Yes, I think that we –there was – in terms of the design and in terms of the powering there were same assumptions, very similar assumptions that we made with our Phase 2 trial. So the only difference is this Phase 3 trials are powered at 90%. So that's really it. Otherwise, we made the same starting assumptions in designing this trial. And I want to use this opportunity and thank you for going back to MDD trial. To prior question one other thing that I would add is important. People may wonder, why did we do one trial in the United States and another trial ex US, rather than mixing the two regions like it is done with schizophrenia? The simple reason for that is that assessment of depression, there are significant cultural impacts on the plasticity of depression symptoms and that may play a role in the variability. So staying within the region is well advised in that respect and that's what's the reason why we chose to go with this setup for the Phase 3 trial.
Okay, I appreciate it. Congrats, guys.
And our last question comes from Daniel Brill of Piper Jaffray. Your line is open.
Hi, guys. Thanks for the questions. I guess I'll stick with MDD first. Wondering when we can expect an update on enrollment and the anticipated timing of data. And then going back to DRP, sorry, if I missed this before, but just wanted to clarify, powering is based on an estimated response rate during the lead in is that correct? And can you remind me if there's a utility component to the interim? Thanks.
Okay, I'll try three questions there. So I'll try one by one. On the MDD trial, we are in early months of initiation of this Phase 3 trial, recruitment and interest is going very well. In the United States, we were we started earlier, we are seeing a very – quite a bit of enthusiasm for the trial and positive data always helps in that I would say, but it's going well. But then we are just very early to make any more precise predictions on this trials when as we always say take about two years, two and a half years. And at this point, we would stay with that general kind of estimate. But as we are recruiting further, we will be in better position and we will be reporting a more precise timing for the expectations of top line results. On the DRP study and assumptions for powering on the study, actually we powered the study on the number of events and the difference in the proportion of the relapses that were the core on placebo versus drug. So it's not really power on the response in the open label stage, but it's rather power on the assumption of what there will be a difference in the relapses between treatment arms in the double blind stage of the study.

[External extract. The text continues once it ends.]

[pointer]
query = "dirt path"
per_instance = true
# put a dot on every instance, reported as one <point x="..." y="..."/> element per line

Got it and then yeah, utility component.
Yeah. No, there is – the interim analysis is designed and statistical analysis that is being done as a part of interim analysis is designed around efficacy, there is a certain threshold or hazard ratios or P values that you need to reach in order to declare the efficacies demonstrated and start a trial would stop for efficacy. Obviously, this trial like other trials that we conduct also has an independent data monitoring committee that will receive this statistical analysis and inform us of the outcome of that analysis. But there is no futility statistical analysis. I do want to say data safety monitoring committee for a variety of reasons had always the ability to stop the trial for one of the other reason, but there is no futility included in the interim analysis here.
Great, thanks for the clarification.
Mr. Davis, please proceed to closing remarks.
Great, thank you operator. I thank each of you for listening in today and we look forward to updating you on our progress next quarter.
Thank you for your participation in today's conference call. This concludes the presentation. You may now disconnect. Good day.